This is an open access article under the CC BY 4.0 license.

Background: Patients that undergo renal transplantation (RT) often suffer from high rates of cardiovascular disease-related mortality, yet, most of the studies focus on coronary angiography performed as screening to entry in a waiting list and not, as for clinical indication, after renal transplantation. Methods: This study examined coronary angiography findings from 45 patients with functional renal grafts for over 6 months that were analyzed in Anzhen Hospital (Beijing, China) from 2014–2019. For comparison purposes, we additionally examined coronary angiography findings from 45 age- and sex-matched patients undergoing chronic dialysis due to end-stage renal disease (ESRD). We used the SYNTAX score to gauge coronary artery disease (CAD) severity. Results: The duration of ESRD in patients in the RT group was significantly longer than for that of patients in the dialysis comparison group (19.31 ± 7.83 years vs. 11.43 ± 8.04 years, p < 0.001).

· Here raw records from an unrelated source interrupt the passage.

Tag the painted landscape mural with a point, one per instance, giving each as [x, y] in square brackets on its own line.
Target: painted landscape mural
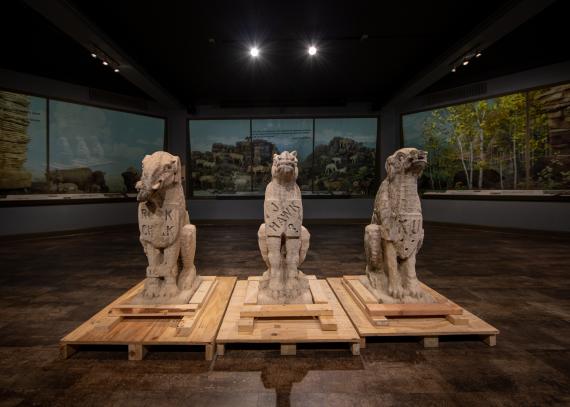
[519, 141]
[234, 157]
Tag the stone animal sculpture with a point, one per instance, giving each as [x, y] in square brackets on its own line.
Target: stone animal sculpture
[395, 234]
[283, 241]
[165, 232]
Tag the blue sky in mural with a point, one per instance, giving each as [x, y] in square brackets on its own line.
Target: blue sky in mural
[362, 130]
[37, 147]
[204, 133]
[101, 139]
[286, 134]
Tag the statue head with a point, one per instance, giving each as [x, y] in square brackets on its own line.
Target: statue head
[284, 167]
[409, 161]
[160, 170]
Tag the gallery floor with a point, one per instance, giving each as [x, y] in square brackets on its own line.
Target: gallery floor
[517, 281]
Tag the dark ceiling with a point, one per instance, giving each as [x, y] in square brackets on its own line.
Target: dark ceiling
[171, 41]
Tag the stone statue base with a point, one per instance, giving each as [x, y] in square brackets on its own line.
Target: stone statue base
[294, 291]
[156, 291]
[383, 297]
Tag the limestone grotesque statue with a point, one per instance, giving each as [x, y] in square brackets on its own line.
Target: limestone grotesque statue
[283, 241]
[395, 234]
[165, 232]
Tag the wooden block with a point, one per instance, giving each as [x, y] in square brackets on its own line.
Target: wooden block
[202, 292]
[210, 351]
[287, 310]
[430, 341]
[355, 349]
[328, 323]
[65, 350]
[251, 293]
[411, 310]
[379, 321]
[185, 326]
[106, 323]
[490, 340]
[288, 349]
[245, 325]
[457, 320]
[319, 296]
[137, 351]
[362, 292]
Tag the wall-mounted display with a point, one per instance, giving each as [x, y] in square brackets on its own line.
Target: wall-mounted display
[336, 156]
[75, 151]
[519, 141]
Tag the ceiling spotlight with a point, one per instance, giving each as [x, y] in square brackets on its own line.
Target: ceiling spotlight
[254, 52]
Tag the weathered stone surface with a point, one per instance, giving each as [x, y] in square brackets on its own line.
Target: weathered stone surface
[395, 234]
[283, 241]
[165, 232]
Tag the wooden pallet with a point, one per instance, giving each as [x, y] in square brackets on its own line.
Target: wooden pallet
[428, 321]
[138, 327]
[324, 321]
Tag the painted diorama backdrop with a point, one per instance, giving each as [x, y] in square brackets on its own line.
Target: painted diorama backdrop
[91, 150]
[519, 141]
[234, 157]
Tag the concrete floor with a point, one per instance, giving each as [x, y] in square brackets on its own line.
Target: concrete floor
[518, 282]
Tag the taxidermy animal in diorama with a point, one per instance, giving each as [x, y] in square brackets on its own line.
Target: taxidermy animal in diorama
[283, 241]
[395, 234]
[165, 232]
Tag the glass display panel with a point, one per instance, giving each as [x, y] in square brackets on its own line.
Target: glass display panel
[273, 136]
[518, 142]
[220, 157]
[23, 144]
[345, 156]
[95, 150]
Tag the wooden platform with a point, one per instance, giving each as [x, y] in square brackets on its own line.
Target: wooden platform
[138, 327]
[322, 322]
[443, 318]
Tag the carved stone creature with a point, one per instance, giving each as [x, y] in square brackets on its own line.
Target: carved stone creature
[165, 232]
[283, 241]
[395, 233]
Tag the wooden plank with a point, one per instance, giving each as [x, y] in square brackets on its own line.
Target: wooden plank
[286, 310]
[245, 325]
[362, 292]
[284, 330]
[328, 323]
[411, 310]
[319, 297]
[418, 326]
[288, 349]
[252, 292]
[457, 319]
[137, 351]
[185, 326]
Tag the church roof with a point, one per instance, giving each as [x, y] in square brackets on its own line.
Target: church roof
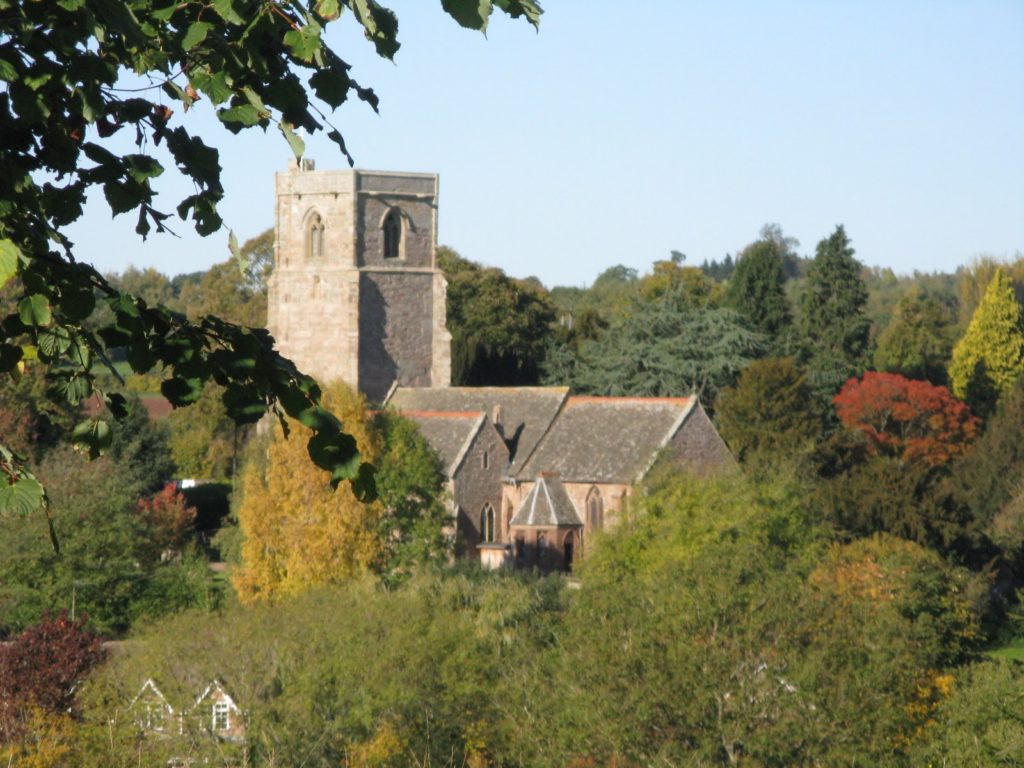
[521, 415]
[449, 432]
[607, 439]
[546, 504]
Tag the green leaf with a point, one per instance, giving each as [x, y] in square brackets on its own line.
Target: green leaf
[9, 257]
[23, 497]
[53, 342]
[77, 305]
[294, 140]
[35, 310]
[225, 9]
[214, 85]
[180, 390]
[245, 115]
[7, 72]
[328, 9]
[10, 354]
[472, 14]
[197, 34]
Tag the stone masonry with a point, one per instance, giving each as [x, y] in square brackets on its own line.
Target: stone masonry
[340, 304]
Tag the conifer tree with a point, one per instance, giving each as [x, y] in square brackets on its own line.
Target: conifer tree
[989, 357]
[834, 324]
[757, 289]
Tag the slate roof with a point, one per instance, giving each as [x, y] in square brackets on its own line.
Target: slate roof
[606, 439]
[448, 432]
[546, 504]
[525, 413]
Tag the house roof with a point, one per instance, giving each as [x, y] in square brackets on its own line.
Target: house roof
[546, 504]
[606, 439]
[450, 433]
[521, 415]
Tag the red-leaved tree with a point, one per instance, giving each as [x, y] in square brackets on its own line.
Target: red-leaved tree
[42, 668]
[910, 420]
[168, 516]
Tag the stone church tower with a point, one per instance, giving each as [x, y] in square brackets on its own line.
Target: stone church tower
[355, 292]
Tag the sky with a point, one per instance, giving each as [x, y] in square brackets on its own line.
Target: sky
[622, 131]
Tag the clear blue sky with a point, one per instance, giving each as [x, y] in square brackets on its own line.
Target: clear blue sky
[621, 131]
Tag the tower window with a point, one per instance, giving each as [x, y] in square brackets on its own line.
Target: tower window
[392, 235]
[487, 524]
[314, 246]
[595, 510]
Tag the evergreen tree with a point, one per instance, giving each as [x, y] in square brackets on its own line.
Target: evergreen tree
[835, 327]
[989, 358]
[757, 291]
[770, 413]
[916, 342]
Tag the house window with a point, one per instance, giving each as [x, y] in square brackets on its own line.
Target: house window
[392, 233]
[220, 716]
[595, 510]
[487, 524]
[314, 239]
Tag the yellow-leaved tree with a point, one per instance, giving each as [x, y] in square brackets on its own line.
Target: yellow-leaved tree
[299, 532]
[989, 358]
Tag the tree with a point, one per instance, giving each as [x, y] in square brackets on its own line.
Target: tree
[756, 289]
[62, 104]
[411, 487]
[499, 326]
[770, 412]
[833, 321]
[42, 669]
[981, 723]
[909, 420]
[989, 357]
[916, 343]
[666, 346]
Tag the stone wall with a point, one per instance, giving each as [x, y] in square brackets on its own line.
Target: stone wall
[476, 485]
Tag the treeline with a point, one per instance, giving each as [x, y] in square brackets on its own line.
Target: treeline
[847, 597]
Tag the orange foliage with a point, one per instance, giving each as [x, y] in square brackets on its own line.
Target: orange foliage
[912, 420]
[298, 531]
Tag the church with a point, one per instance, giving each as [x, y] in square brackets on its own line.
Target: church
[534, 473]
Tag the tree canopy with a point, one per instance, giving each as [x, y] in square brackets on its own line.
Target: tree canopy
[81, 77]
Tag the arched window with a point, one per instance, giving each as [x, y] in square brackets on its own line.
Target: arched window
[487, 524]
[595, 510]
[568, 551]
[392, 235]
[314, 238]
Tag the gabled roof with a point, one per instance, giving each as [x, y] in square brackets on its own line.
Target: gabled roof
[214, 686]
[546, 504]
[521, 415]
[150, 689]
[450, 433]
[607, 439]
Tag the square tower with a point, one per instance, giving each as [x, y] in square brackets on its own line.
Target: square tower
[355, 292]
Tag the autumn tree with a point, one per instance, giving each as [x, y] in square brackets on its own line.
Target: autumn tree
[64, 65]
[770, 413]
[298, 534]
[910, 420]
[916, 342]
[989, 357]
[41, 670]
[834, 326]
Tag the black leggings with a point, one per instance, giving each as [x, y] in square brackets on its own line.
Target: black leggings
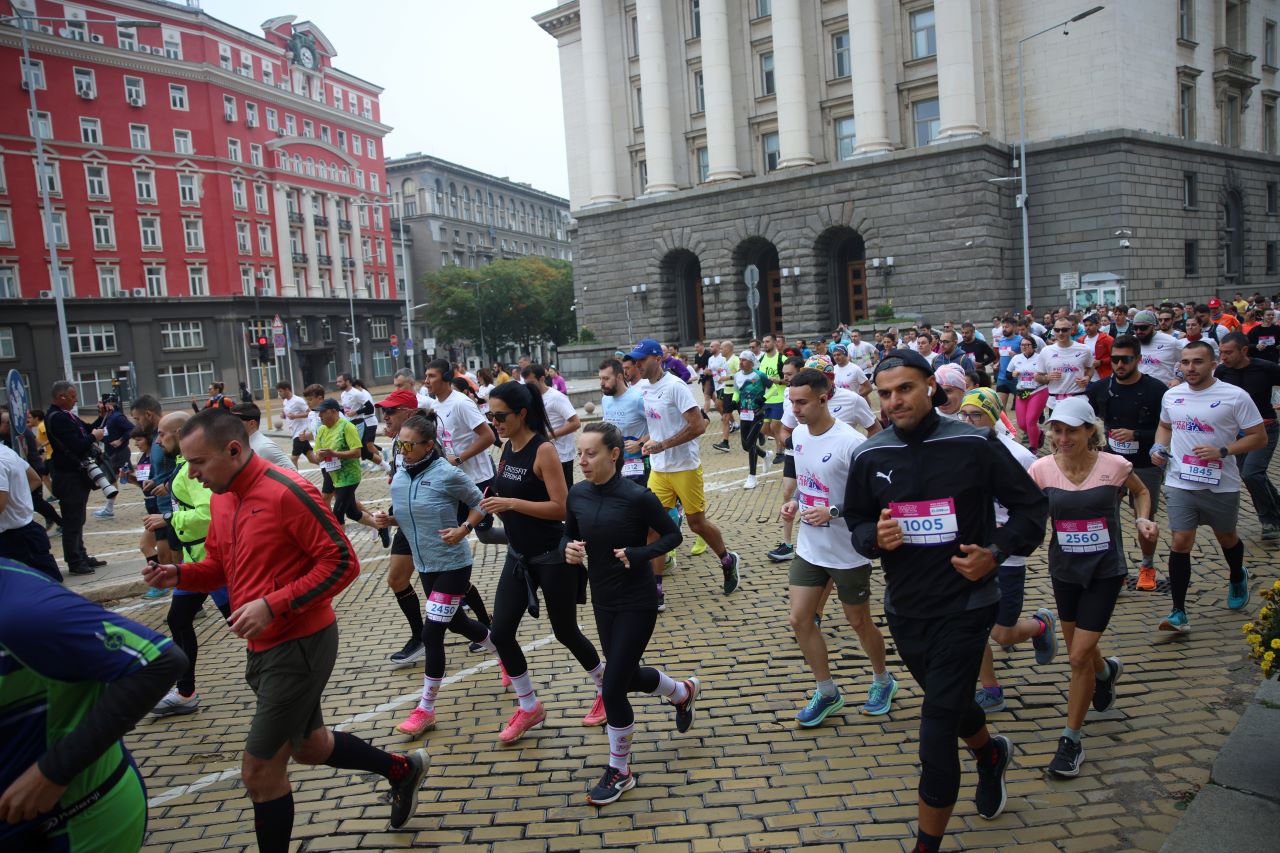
[182, 629]
[624, 637]
[444, 592]
[560, 585]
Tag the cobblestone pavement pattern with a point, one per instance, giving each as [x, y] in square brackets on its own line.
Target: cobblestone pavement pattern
[745, 776]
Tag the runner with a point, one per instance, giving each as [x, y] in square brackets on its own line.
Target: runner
[917, 493]
[529, 493]
[1086, 560]
[823, 450]
[282, 592]
[608, 528]
[1194, 445]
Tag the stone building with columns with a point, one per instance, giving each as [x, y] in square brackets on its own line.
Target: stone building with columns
[860, 153]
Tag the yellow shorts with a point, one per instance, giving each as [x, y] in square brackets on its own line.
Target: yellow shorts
[684, 486]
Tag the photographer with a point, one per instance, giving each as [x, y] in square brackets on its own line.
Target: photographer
[73, 442]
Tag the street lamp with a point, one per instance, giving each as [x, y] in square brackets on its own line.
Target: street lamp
[55, 270]
[1022, 146]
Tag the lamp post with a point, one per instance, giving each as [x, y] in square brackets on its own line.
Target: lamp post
[1022, 147]
[55, 270]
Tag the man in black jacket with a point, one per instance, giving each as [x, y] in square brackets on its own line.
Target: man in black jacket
[920, 498]
[71, 439]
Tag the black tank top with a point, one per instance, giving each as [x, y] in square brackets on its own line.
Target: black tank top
[516, 479]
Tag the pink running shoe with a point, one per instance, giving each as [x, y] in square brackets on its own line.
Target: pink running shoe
[520, 723]
[595, 716]
[417, 723]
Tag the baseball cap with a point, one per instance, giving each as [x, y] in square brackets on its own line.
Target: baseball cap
[1073, 411]
[647, 347]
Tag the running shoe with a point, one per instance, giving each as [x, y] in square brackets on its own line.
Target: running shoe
[612, 784]
[176, 703]
[595, 716]
[416, 723]
[990, 699]
[880, 698]
[412, 652]
[685, 710]
[1176, 621]
[521, 721]
[782, 553]
[1046, 644]
[819, 708]
[1068, 758]
[1105, 692]
[991, 797]
[1238, 592]
[403, 794]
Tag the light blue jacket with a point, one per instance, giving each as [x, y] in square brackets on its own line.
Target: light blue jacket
[425, 505]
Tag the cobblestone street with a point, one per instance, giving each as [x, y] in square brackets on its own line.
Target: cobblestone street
[745, 776]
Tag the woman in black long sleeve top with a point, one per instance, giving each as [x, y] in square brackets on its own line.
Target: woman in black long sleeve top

The SYNTAX scores for patients in the dialysis and RT groups were 17.76 ± 7.35 and 12.57 ± 5.61, respectively (p < 0.01). We found that 64.4% and 28.9% of dialysis and RT patients, respectively, exhibited the presence of moderate or severe calcified lesions upon examination. In addition, the SYNTAX scores of RT patients were correlated with ESRD duration (p < 0.001). Conclusions: We observed less serious CAD in RT patients relative to long-term dialysis patients even though the former group exhibited a longer mean ESRD duration. Both groups exhibited high rates of calcification of the coronary artery, even following RT.

renal transplantation
coronary artery disease
SYNTAX score
end-stage renal disease
coronary calcification
Fig. 1.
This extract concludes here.